Mais pour Babacar Justin Ndiaye, ces dissidences ne changent rien, fondamentalement, à la contestation dans le Sud. ‘‘Le Mfdc mène, depuis 1982, un combat ouvertement et courageusement assumé partout : sur le terrain des hostilités militaires, dans les médias et sur au moins trois continents. Par conséquent, toutes les bandes armées ont essaimé de ses flancs et de ses idées’’, déclare-t-il dans un commentaire publié hier sur le site “dakaractu.com’’. L’économie contre la politique Signe encourageant pour les autorités sénégalaises toutefois, d’anciens dirigeants légitimes, dont les fondateurs du maquis Kamoughé Diatta, Adjino Moto, ex-lieutenant de Sidy Badji, prônent le retour de la paix. Une pacification qui va se construire sur des bases économiques. L’horizon s’éclaircit peu à peu (départ de Jammeh, rapprochement Dakar – Bissau).

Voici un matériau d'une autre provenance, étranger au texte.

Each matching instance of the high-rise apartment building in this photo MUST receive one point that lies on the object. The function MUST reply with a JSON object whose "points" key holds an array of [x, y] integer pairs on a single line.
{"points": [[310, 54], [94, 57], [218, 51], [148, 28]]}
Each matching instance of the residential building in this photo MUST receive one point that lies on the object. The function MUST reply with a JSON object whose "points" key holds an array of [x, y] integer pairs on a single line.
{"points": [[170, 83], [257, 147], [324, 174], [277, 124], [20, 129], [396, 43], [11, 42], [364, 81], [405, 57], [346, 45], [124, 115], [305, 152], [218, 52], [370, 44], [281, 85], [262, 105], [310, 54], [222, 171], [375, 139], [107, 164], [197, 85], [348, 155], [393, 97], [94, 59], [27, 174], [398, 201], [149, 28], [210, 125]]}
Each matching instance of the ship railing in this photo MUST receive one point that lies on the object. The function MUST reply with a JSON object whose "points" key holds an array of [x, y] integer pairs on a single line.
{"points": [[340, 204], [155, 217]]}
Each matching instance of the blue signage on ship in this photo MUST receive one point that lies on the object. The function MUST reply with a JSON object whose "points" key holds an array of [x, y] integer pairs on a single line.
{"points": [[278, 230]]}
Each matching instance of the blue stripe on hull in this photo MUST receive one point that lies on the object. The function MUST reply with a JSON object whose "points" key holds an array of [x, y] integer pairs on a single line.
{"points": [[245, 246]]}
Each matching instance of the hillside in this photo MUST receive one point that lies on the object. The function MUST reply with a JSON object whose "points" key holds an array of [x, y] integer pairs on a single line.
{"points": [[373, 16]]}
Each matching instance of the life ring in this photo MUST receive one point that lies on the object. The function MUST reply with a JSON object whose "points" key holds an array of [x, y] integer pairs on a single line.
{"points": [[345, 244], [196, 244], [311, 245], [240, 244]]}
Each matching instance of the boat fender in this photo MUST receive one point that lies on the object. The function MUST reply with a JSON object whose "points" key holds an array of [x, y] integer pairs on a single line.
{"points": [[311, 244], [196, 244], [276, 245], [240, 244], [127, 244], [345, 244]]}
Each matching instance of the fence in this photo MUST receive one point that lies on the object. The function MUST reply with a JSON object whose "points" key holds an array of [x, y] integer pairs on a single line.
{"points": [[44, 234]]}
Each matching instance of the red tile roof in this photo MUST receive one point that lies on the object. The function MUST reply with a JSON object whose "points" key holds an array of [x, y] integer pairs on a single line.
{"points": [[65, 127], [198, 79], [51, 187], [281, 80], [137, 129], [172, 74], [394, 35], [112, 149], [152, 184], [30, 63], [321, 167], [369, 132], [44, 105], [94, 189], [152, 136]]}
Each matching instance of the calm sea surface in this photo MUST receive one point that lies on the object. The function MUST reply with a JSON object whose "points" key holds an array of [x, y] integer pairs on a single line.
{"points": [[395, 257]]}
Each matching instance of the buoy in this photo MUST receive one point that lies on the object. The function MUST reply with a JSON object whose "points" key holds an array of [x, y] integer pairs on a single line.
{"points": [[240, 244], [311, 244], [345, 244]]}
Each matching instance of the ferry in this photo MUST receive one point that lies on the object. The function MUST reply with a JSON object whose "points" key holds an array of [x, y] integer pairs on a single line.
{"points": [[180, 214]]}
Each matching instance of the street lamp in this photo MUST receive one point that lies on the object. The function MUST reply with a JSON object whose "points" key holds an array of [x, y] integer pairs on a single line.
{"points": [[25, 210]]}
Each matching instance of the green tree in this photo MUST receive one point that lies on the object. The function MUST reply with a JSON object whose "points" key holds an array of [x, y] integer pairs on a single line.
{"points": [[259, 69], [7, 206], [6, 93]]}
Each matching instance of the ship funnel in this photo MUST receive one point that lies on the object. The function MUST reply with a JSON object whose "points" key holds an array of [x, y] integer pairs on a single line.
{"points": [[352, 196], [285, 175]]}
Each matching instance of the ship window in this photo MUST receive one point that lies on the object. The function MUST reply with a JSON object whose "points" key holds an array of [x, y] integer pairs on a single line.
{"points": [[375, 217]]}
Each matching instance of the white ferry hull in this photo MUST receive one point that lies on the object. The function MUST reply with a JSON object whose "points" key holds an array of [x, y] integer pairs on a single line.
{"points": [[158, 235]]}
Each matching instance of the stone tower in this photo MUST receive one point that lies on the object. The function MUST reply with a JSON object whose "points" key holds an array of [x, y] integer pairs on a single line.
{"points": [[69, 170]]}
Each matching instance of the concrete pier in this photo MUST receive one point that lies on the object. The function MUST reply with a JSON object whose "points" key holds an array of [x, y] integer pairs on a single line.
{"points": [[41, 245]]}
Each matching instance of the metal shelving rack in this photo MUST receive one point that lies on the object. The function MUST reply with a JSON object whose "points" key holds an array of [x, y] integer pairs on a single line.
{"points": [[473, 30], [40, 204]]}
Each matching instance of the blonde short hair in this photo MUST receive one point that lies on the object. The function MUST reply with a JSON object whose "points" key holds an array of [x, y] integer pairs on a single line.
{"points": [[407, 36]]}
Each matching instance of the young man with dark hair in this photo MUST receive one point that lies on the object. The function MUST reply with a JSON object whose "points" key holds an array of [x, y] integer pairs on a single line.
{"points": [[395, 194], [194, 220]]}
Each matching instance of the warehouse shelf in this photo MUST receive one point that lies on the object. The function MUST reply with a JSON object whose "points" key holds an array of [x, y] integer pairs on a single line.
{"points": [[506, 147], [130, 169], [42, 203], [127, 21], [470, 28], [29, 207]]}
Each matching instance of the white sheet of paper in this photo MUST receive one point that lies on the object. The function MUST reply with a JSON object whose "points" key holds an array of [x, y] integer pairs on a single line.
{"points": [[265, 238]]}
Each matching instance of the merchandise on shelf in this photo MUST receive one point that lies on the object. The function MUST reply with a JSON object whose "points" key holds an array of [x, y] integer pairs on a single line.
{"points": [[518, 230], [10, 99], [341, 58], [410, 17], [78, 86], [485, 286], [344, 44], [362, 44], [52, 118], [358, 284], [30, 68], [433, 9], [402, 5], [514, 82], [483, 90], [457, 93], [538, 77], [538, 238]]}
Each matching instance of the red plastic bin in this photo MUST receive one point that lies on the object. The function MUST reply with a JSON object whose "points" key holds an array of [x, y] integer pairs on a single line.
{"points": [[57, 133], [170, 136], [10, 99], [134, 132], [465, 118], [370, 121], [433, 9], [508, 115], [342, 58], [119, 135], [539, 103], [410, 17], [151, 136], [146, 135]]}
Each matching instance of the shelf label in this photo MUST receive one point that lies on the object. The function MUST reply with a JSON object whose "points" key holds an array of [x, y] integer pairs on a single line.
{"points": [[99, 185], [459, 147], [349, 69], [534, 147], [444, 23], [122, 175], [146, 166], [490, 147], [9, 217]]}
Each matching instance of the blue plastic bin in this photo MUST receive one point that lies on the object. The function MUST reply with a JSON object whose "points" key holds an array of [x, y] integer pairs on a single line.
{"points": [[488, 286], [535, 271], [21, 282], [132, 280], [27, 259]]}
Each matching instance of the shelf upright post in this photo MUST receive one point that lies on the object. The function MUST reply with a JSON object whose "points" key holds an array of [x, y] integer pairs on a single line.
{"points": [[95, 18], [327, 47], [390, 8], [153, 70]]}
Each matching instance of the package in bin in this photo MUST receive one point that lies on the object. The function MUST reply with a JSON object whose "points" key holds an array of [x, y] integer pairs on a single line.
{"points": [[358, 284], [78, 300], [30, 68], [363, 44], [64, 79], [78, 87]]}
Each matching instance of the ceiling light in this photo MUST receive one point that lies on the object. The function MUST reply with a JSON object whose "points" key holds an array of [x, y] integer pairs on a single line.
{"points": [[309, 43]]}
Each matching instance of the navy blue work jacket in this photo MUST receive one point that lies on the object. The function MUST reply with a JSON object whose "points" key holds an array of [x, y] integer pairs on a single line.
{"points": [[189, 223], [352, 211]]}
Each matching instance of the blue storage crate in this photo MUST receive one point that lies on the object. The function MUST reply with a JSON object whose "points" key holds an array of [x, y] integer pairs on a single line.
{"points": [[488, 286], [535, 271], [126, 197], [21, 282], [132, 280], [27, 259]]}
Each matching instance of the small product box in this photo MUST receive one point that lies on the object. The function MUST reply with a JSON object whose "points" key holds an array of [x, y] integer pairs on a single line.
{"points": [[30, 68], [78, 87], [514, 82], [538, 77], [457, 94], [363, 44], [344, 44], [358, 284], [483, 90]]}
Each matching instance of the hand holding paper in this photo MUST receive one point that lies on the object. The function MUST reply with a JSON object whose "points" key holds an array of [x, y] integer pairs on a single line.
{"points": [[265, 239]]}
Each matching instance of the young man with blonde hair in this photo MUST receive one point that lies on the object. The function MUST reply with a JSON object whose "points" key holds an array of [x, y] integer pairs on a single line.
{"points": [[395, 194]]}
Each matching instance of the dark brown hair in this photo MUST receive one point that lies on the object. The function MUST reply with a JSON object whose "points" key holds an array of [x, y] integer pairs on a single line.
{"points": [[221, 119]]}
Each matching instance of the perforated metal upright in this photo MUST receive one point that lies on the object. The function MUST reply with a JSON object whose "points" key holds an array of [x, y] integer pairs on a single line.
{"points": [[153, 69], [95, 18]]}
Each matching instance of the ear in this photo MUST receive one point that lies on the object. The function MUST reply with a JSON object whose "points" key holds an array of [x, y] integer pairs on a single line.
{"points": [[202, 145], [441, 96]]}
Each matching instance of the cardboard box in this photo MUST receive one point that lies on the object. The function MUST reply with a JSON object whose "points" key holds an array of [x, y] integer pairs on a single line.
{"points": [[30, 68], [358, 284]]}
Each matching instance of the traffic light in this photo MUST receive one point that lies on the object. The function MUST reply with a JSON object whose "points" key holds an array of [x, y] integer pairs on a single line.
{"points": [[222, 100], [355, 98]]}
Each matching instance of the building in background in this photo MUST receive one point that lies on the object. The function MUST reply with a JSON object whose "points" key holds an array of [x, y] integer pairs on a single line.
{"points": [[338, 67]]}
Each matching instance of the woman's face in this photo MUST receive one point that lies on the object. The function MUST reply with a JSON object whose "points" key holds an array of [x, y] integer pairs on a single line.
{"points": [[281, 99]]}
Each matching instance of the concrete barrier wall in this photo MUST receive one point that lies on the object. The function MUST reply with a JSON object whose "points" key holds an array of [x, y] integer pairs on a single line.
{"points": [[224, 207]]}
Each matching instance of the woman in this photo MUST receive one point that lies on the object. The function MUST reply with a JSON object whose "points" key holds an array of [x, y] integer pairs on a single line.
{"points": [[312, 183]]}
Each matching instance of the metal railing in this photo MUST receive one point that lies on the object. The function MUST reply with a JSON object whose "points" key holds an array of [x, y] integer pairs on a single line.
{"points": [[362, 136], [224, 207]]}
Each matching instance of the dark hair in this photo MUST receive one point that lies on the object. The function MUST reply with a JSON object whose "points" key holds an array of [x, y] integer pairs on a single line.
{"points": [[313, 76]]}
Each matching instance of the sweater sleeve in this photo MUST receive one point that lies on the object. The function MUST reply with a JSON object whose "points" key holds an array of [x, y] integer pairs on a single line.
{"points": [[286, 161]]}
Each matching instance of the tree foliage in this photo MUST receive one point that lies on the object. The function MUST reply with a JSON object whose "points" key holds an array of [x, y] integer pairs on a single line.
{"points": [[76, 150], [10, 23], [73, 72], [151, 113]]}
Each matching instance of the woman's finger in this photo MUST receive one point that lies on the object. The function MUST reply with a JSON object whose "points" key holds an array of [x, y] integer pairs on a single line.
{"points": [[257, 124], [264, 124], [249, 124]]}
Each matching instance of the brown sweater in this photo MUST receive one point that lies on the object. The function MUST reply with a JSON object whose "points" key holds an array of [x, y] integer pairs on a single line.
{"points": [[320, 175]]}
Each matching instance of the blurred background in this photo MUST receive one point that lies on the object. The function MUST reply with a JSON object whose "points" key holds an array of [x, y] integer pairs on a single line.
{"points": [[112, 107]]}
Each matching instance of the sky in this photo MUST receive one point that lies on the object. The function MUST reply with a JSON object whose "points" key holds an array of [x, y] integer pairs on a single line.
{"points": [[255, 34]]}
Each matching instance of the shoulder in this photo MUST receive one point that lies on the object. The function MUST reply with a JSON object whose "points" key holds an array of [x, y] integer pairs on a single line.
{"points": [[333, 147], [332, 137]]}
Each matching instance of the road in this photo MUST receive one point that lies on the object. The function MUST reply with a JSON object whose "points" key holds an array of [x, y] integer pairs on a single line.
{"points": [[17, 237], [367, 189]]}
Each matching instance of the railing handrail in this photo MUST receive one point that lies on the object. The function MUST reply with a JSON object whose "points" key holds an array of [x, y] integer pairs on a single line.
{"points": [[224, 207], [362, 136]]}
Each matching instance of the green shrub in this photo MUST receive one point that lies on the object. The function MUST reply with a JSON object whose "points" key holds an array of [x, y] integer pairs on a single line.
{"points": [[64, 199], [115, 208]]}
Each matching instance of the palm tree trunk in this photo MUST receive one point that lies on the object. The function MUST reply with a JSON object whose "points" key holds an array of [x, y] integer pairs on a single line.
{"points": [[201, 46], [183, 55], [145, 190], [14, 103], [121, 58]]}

Mais la performance économique pour effacer les revendications politiques tarde à se concrétiser. Pour le maire de Ziguinchor, il faut ‘‘impliquer les services administratifs, les plus hautes autorités pour que, dans ces localités, soient créées des zones économiques.

Depuis les indépendances, les zones frontalières ont été celles des conflits. Il faut qu’elles deviennent des zones économiques intégrées’’, déclare Abdoulaye Baldé. Malgré le fait que ‘‘le déficit de savoir-faire engendre un excédent de pollutions tous azimuts’’, dixit Babacar J. Ndiaye, le gouvernement de la deuxième alternance montre de bonnes dispositions pour le règlement définitif du conflit.

Fin juin 2012, le gouvernement de Macky Sall a tenu le Conseil des ministres décentralisé à Ziguinchor avec des promesses de 360 milliards de francs Cfa pour 54 projets qui devaient être inscrits dans le Programme triennal d’investissement public (Ptip) 2013-2015.

Un an plus tard, toujours en réunion du Conseil des ministres, le communiqué qui sanctionnait la résolution présidentielle faisait état d’un ‘‘nouveau mode opératoire pour l’accélération du développement de la Casamance, en passant du concept de Désarmement, démobilisation, réintégration (Ddr) à une stratégie durable, bâtie sur 3 piliers : la Réconciliation, la reconstruction et le développement durable (Rrdd)’’.

Un appui de 20 milliards de francs Cfa de la Banque mondiale est annoncé, dans la foulée, pour le financement du pôle de développement de la Casamance. Ce projet vise, au cours des cinq prochaines années, à réduire la vulnérabilité économique de la région et permettra, ainsi, de redynamiser l’économie locale, de promouvoir la création d’emplois et de consolider la paix. Les réalisations du Programme d’urgence pour la modernisation des axes frontaliers, dénommé Puma, dans le Sud, pourraient être un bon début de solution avec le désenclavement qui devrait débloquer le potentiel économique de la Casamance. Etant entendu, bien sûr, que les ‘‘rebelles’’ affichent les mêmes dispositions d’aller à la paix.